Düşüncelerin ifâdesi olan kavramlar vâsıtasıyla düşünüyor, hayâtı anlıyor, anlamlandırıyor ve hedefimizi buna göre tâyin edip şekillendiriyoruz. Tanımlanmış, çerçeveleri belirlenmiş her bir kavram, kişinin olayları ve hayâtı nasıl yorumlayacağını gösteren birer ölçü; yolunu, yönünü aydınlatan birer deniz feneri, işâret fişeği gibidir âdetâ. Hal böyleyken gün geçtikçe kadîm kavramlarımızın birer birer altının oyulmasına şâhit olmak hakîkaten acı verici. Evet, kavramların içi yavaş yavaş, sinsice boşaltıldı, boşaltılmaya da devâm ediliyor. Gâyet tabiidir ki içi boşaltılan kavramların hayâtımıza yansıması ya çok zayıf olacak, bunlardan gereği gibi istifâde edemeyeceğiz ya da hiç bir faydası olmayacak bize. Daha kötüsü, kullanım alanı, etkisi negatif yönde olacağından ortaya tam bir kavram kargaşası, daha doğrusu anlam fâciâsı çıkmış olacak. Nitekim bunun onlarca örneğini gördük, görmeye de devâm ediyoruz.
Çok sâde, basit, hattâ alelâde gibi algıladığımız bir kavramın, ifâdenin, tavır ve davranışın altında, binlerce yıllık birikimin imbiğinden süzülerek bize ulaşan, tahmîn edemeyeceğimiz kadar derin mânâların yatabileceğini unutmamalıyız. Gündelik hayatta en çok dile getirdiğimiz ve yine içi en fazla boşaltılan, asıl mânâsından bambaşka mânâlara büründürülen kavramlardan birisi de “inşallah” kavramıdır. Kur'ân'î, İslâmî bir kavramdır. Çok önemli bir gerçeği işâret ederek, üzerine parmak basar. Mü'minler için âdetâ bir mihenk taşı, hayat düstûrudur.

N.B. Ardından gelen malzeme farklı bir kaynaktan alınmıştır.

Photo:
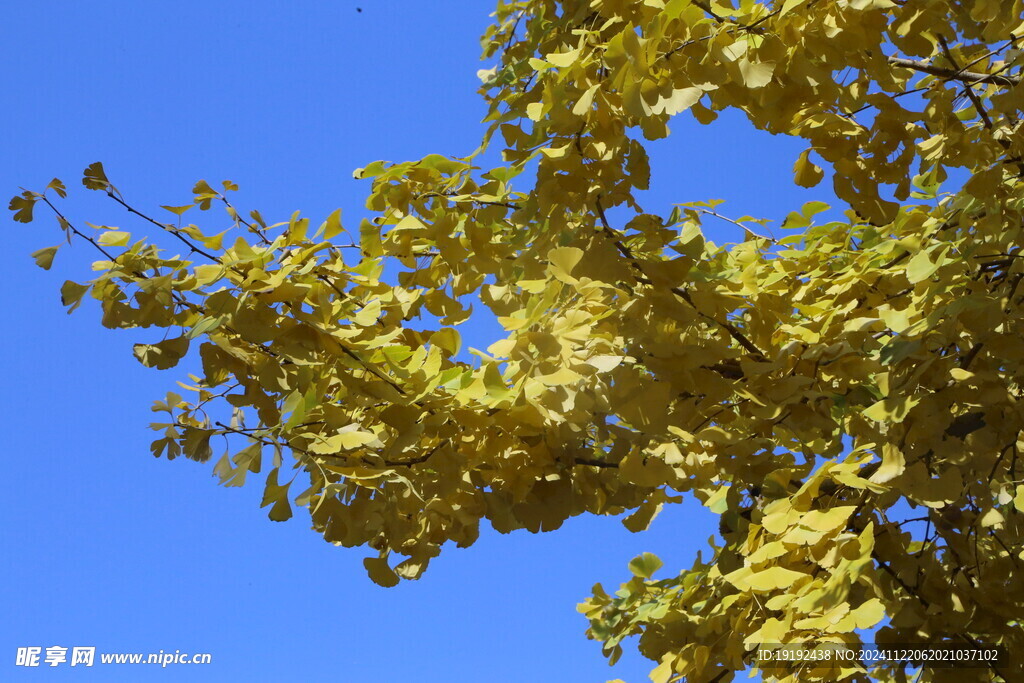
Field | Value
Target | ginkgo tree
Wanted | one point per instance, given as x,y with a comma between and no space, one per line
847,396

Başımızı iki elimizin arasına koyup düşünelim. Hakîkaten bu kavramın mânâsını, muhteviyâtını derinlemesine düşünüp içselleştirebiliyor muyuz? Bu kavramın hayâtımızda bir yansıması var mı? Evet, burası gerçekten tartışmalı. Pek çoğumuz bu kavramı ya dil alışkanlığından, ezber olarak ya da gereğini yerine getiremeyeceğimiz bir söze kılıf olarak kullanıyoruz. Bu da kavramın altının oyulup, içinin boşaltılarak mânâsının zıddı bir mâhiyete bürünmesine kapı aralıyor. Öyle olmasa aklı başında bir mü'min, son derece tehlikeli olan, “Bu işler inşallahla, maşallahla olmaz.” cümlesini ağzından çıkarmaya cüret edebilir mi?! Maalesef bu tür lakırdıları zaman zaman duyuyoruz.

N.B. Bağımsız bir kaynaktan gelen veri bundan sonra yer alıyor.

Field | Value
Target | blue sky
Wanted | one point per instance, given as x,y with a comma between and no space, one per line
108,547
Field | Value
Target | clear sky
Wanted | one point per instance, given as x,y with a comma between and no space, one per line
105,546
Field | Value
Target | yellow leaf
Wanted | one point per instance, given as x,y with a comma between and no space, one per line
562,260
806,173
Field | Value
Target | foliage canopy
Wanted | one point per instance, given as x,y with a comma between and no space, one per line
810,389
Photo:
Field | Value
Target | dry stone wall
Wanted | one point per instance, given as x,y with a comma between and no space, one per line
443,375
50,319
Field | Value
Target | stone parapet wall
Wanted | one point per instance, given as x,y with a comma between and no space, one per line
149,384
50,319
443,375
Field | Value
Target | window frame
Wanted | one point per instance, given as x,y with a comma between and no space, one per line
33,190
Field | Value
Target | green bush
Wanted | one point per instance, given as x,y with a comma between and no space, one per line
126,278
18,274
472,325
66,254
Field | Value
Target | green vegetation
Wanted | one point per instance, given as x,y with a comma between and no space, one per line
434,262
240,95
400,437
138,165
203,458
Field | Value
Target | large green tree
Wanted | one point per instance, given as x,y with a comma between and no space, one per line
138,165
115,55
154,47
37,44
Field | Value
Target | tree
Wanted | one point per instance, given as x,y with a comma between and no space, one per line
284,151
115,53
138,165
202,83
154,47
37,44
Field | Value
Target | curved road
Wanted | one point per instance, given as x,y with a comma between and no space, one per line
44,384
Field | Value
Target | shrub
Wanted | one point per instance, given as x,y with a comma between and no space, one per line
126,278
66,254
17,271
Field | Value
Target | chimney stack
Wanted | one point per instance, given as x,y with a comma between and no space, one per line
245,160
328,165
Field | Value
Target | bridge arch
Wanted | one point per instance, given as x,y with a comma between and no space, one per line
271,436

Kavramların içinin boşaltılmasının, deformasyona uğratılmasının ardında planlı bir yönlendirmenin, organize bir kötülük çalışmasının bulunduğunu da göz ardı etmemek gerekir. Sinema ve filmlerdeki “Gafur” “Şaban” gibi tiplemeler, “Kara Fatma” [Millî Mücâdele'nin kadın kahramânıdır] diyerek tesettürlü bir hanımı hamam böceğine benzetmeler, işte böyle hastalıklı bir zihniyetin ürünüdür. “Dilimiz, kimliğimizdir.” Bilerek veya bilmeyerek kavramların genetiğiyle oynanması, dilin rûhuna, tasavvur dünyâmızın yapı taşlarına telâfîsi mümkün olmayan yaralar açarak darbe vurmaktır, bu ise şüphesiz çok büyük bir vebâldir.
İnşallah Ne Demek?
İnşâallah, bütün işlerin, edip eylemelerin Allâhü Teâlâ'nın dilemesine dayandığını, O'nun irâdesine bağlı olarak gerçekleştiğini, gerçekleşeceğini, ya da gerçekleşmeyeceğini ifâde etmek için söylenen, îmânî-itikâdî sözdür. “Allâhu Teâlâ izin verirse” anlamına gelir. Cenâb-ı Mevlâmız Kehf Sûre-i Celîlesi, 23-24. Âyet-i Kerîmelerinde buyuruyor: “Allah izin verirse” demeden hiçbir şey için, “Şu işi yarın yapacağım” deme! Unuttuğun takdirde Rabb'ini an ve “Umarım Rabbim bana, doğruya bundan daha yakın yolu gösterir” de.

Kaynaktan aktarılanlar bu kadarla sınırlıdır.